What would actually mean to “buy” an ebook? The concept of ownership doesn’t really make sense for digital goods — no matter how you define it, it will be meaningfully different from owning a physical object.
It would simply mean to own an individual digital file, which would only be restricted by copyright law itself, no contracts.
I buy kindle / apple books completely for the convenience factor: formatting, delivery, cloud service and occasional updates. Though, I do wish there were some kind of change log for what they updated.
That's why I always recommend people buy Kobos. far superior product, far superior reading experience, and you get the extra bonus points of not throwing more money at fucking bezos
Yeah, I just got a Clara BW recently - really liking it so far!! My first e-reader. There was no possible way I was going to get Amazon's e-reader.
They should be obligated to offer refunds.
This is fine. Text is some of the most free information on the Internet. And I am small enough to be unencumbered by licensing concerns.
we are quick owning less and less things
all that remains is we become happy. where’s my soma?
Facebook found the solution to all these shenanigans
Unless it's physical and in my possession I will pirate it.
Amazon should be forced to refund every last Kindle book sold previously, and these “disclosures” (which basically seem like consumer fraud) should be required to be displayed in huge fonts during the purchase process, not fine print.
Well they can go fuck themselves with their books, Kindles and licenses.
Personally I've never had even slightest inclination to "buy" books this way.

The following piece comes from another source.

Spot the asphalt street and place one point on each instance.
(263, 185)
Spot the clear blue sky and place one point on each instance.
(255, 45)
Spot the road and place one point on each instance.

People, buy an EPUB direct and send it to the kindle app or to Apple Books.
Do not get locked out of your library.
Every now and then when I’m lugging around a book or lamenting that my bookshelves are full, I wonder if ebooks and a Kindle would be simpler, better. Then Amazon does something like this and I’m reminded the headaches are worth it.
I've only ever bought DRM-less epub (mostly books from John Scalzi and a couple of other authors). I won't pirate, because I refuse any DRM-laden shite as a question of principle.
My dream regulation would be that they can't use the word "buy". Call it license, rent, subscription, etc. but your not buying anything.
There was Jim Baen, and he said it all.
(also did)
Just another opportunity to remind everyone that every kindle can now be jailbroken.
you can pirate as long as you don't seed.